La estudiante universitaria Yeny Saraí Rubio Hernández, de 19 años, falleció al instante de múltiples heridas provocadas por los golpes que sufrió al volcamiento del bus rapidito con registro número 888 que hace el recorrido por el anillo periférico, a la Universidad Nacional Autónoma de Honduras (UNAH), hasta el Tórax.
La Cruz Roja reportó que 10 pasajeros resultaron heridos en el percance y otros con lesiones leves, por lo que fueron trasladados al hospital Escuela y al Materno Infantil.
Entre los heridos se identificó a Wendy Carolina Flores, de 25 años; Ceci Casulá, de 22; Elmer Gallardo, de 18; Nelson Mauricio Sierra, de 21 y Yeltsin Onán Zúñiga, de 15 años. Una de las féminas perdió el brazo derecho, confirmó un paramédico del cuerpo de socorro.
También una niña 3 meses de edad fue trasladada al Materno Infantil para ser evaluada por los médicos, lo mismo que otros estudiantes del Instituto Técnico Honduras que resultaron con lesiones leves.
Agentes de la Dirección Nacional de Tránsito se presentaron al lugar a realizar las investigaciones orientadas a establecer las causas del accidente vial y a identificar al conductor, quien se dio a la fuga junto al cobrador.
Aparatoso volcamiento
Según relato de sobrevivientes, eran alrededor de las 12:45 de la tarde cuando la unidad de transporte circulaba por el anillo periférico con procedencia de la terminal de buses ubicada en el sector de San Felipe.
Después de pasar el puente sobre el río Guacerique, el motorista perdió el control del volante debido al exceso de velocidad, lo que provocó que el automotor se diera vuelta sobre el pavimento.
Luego se salió de la calzada y quedó parado, mientras que el cuerpo inerte de Rubio Hernández quedó tendido boca abajo sobre la maleza.

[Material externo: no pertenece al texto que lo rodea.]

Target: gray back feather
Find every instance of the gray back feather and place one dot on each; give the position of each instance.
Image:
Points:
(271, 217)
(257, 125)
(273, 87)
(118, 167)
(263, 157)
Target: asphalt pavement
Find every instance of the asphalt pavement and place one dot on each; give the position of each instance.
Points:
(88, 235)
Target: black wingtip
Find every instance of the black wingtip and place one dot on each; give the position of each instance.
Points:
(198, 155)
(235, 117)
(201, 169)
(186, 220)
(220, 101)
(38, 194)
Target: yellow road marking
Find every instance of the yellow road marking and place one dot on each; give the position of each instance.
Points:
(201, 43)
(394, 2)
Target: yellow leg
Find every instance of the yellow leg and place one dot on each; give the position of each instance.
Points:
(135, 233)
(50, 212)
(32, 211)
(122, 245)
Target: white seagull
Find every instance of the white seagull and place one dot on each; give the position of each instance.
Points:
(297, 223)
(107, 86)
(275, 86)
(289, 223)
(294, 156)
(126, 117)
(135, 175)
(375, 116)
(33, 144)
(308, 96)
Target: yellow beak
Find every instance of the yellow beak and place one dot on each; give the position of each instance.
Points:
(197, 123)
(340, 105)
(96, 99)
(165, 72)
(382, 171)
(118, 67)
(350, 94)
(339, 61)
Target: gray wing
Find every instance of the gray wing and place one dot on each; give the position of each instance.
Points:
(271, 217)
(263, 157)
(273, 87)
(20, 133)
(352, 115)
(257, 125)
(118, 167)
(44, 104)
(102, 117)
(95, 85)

En la escena quedaron cuadernos y otro material educativo de los estudiantes que viajaban en el rapidito.
“Lo que recuerdo es que el conductor comenzó a acelerar bastante, el bus empezó a hacer zig zag, luego dio vuelta”, expresó el estudiante universitario Osman Zúñiga.
Aseguró que el conductor no peleaba línea con nadie, porque no tenía carro ni adelante ni atrás, sino que “fue loquera de él” (el motorista).
Contrario a la versión de Zúñiga, otro pasajero dijo haber observado otro bus rapidito que circulaba adelante y que esa fue la razón para que el conductor empezara a pelear línea.
Los accidentes de tránsito son la segunda causa de muerte violenta en Honduras.
Durante el fin de semana pasado, unas quince personas fallecieron en accidentes viales.